Method: We propose a decentralized federated evolution framework featuring a “local evolution–global aggregation” paradigm: (i) lightweight local policy evolution via parameter-efficient fine-tuning (PEFT); (ii) trajectory-level high-return sample filtering to enhance policy quality; and (iii) a novel low-rank subspace gradient aggregation mechanism that decouples environment-specific dynamics and mitigates negative transfer.

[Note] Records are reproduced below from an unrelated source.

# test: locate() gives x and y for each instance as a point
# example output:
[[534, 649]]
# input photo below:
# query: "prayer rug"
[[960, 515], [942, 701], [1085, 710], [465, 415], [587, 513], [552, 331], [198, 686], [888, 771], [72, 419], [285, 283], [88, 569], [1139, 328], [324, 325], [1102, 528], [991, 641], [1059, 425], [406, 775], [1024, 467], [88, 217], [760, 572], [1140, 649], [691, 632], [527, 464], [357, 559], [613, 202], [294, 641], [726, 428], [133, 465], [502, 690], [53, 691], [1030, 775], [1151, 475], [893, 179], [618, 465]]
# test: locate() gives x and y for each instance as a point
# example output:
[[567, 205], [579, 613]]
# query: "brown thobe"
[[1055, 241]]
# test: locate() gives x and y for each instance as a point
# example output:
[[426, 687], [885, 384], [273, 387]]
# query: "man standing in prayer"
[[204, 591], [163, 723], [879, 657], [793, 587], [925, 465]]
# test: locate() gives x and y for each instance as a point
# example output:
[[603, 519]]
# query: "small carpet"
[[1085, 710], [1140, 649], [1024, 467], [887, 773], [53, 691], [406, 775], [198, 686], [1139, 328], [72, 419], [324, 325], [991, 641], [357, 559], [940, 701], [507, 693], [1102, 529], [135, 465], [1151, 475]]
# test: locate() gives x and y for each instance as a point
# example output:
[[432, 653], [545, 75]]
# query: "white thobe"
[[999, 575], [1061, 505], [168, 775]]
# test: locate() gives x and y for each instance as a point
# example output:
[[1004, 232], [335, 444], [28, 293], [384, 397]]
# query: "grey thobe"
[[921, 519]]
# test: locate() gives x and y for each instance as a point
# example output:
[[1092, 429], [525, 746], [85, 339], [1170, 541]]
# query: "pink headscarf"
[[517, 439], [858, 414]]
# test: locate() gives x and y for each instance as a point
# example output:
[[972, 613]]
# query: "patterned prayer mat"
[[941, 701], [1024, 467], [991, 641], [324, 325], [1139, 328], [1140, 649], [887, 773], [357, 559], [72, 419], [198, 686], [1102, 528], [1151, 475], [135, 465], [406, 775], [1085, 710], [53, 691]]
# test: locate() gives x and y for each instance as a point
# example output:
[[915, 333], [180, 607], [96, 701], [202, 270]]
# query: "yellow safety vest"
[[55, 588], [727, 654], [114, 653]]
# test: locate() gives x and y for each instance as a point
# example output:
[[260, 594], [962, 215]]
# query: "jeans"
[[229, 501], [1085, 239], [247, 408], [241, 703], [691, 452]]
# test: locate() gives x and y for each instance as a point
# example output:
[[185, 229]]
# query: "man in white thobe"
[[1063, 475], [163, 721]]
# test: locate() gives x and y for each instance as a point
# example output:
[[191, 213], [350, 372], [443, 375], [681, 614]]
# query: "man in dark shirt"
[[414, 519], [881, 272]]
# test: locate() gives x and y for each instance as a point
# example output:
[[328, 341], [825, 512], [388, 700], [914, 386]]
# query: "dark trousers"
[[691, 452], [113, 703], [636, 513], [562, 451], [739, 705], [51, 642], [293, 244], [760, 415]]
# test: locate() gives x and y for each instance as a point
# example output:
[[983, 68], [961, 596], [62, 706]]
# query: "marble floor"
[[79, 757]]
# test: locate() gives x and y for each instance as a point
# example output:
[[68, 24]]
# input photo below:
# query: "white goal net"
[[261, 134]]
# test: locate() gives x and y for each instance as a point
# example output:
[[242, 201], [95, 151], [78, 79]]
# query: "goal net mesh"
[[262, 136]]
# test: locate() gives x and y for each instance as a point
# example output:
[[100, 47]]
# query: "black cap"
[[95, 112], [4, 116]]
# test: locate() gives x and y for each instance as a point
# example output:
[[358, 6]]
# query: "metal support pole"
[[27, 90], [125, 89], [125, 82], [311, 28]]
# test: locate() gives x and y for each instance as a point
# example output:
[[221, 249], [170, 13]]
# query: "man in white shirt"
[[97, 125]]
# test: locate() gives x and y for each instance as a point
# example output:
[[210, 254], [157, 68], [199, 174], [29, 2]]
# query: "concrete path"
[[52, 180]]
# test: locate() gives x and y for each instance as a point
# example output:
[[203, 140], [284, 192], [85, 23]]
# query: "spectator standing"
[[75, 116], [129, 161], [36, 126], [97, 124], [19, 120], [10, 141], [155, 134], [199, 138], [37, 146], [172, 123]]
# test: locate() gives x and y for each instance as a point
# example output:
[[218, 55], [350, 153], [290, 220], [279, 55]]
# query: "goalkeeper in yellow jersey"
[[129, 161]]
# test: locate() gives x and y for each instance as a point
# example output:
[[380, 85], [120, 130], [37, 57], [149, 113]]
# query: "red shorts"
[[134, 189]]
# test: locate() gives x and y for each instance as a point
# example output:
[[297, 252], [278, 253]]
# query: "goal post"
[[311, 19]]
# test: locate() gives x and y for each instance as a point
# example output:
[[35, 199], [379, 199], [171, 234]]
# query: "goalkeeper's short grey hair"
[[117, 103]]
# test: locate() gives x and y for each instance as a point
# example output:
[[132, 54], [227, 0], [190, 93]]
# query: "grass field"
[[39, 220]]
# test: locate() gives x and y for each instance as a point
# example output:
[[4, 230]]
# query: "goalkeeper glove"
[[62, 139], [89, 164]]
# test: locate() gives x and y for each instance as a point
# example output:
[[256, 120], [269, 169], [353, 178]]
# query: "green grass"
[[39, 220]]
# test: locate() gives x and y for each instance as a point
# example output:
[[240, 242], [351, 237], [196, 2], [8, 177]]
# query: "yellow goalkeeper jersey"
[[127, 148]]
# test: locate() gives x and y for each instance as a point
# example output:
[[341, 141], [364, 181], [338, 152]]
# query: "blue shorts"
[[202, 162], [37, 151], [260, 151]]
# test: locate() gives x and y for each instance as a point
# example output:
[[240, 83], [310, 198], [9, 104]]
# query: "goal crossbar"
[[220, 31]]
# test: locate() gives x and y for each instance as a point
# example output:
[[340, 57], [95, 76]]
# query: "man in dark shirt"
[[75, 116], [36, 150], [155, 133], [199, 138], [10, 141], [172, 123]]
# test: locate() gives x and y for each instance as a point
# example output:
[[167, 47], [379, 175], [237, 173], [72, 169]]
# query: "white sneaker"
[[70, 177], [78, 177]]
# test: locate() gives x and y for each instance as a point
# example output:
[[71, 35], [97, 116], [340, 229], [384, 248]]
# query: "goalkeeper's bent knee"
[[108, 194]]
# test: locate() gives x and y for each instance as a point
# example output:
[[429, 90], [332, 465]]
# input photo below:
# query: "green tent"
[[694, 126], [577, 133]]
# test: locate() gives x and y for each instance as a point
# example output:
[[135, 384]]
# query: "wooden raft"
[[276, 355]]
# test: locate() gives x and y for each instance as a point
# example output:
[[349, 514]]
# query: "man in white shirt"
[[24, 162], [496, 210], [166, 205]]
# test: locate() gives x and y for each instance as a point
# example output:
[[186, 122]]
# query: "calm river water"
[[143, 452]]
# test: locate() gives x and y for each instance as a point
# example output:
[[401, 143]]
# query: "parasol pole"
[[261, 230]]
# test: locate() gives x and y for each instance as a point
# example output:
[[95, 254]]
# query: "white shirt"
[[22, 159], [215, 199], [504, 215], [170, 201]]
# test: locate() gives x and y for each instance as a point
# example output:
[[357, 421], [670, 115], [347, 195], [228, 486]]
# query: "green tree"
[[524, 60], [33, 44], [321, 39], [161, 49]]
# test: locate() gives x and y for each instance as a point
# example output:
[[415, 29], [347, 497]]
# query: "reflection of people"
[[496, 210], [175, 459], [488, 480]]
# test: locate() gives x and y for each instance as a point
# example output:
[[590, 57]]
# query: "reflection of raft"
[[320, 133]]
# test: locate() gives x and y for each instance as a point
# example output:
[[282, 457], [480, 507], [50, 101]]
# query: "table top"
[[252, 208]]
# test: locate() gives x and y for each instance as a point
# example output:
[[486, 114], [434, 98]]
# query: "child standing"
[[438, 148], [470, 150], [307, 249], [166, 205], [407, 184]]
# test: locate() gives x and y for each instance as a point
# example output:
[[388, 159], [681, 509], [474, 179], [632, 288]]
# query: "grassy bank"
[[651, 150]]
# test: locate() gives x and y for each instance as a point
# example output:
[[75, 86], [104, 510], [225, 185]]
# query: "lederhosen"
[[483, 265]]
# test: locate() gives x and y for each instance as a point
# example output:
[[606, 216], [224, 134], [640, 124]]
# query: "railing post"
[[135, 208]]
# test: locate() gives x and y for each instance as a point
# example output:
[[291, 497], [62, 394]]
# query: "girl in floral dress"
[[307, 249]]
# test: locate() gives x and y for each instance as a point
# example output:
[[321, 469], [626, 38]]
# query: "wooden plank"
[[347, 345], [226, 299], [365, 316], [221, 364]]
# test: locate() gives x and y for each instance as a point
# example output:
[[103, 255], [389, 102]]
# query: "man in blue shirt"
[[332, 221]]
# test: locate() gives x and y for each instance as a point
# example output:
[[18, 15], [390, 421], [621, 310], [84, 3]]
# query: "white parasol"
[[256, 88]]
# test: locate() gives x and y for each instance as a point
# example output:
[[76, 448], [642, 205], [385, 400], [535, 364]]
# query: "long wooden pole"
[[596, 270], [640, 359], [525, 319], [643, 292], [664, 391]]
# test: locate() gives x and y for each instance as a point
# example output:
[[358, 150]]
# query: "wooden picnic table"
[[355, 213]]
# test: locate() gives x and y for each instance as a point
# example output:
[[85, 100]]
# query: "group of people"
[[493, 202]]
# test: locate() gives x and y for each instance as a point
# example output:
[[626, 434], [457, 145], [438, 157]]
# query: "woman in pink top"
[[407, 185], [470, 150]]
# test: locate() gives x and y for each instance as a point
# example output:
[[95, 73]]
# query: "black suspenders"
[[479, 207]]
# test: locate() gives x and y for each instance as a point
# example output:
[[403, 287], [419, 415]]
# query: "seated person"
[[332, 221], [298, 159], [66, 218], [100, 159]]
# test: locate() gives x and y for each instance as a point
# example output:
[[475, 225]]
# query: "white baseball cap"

Contribution/Results: Experiments across five heterogeneous environments demonstrate an average 18% improvement in task success rate over state-of-the-art federated baselines. To our knowledge, this is the first work achieving robust, privacy-preserving cross-environment self-evolution of LLM agents.
📝 Abstract
LLM agents are widely deployed in complex interactive tasks, yet privacy constraints often preclude centralized optimization and co-evolution across dynamic environments. While Federated Learning (FL) has proven effective on static datasets, its extension to the open-ended self-evolution of agents remains underexplored. Directly applying standard FL is challenging: heterogeneous tasks and sparse, trajectory-level rewards introduce severe gradient conflicts, destabilizing the global optimization process. To bridge this gap, we propose Fed-SE, a Federated Self-Evolution framework for LLM agents. Fed-SE establishes a local evolution-global aggregation paradigm. Locally, agents employ parameter-efficient fine-tuning on filtered, high-return trajectories to achieve stable gradient updates. Globally, Fed-SE aggregates updates within a low-rank subspace that disentangles environment-specific dynamics, effectively reducing negative transfer across clients. Experiments across five heterogeneous environments demonstrate that Fed-SE improves average task success rates by approximately 18% over federated baselines, validating its effectiveness in robust cross-environment knowledge transfer in privacy-constrained deployments.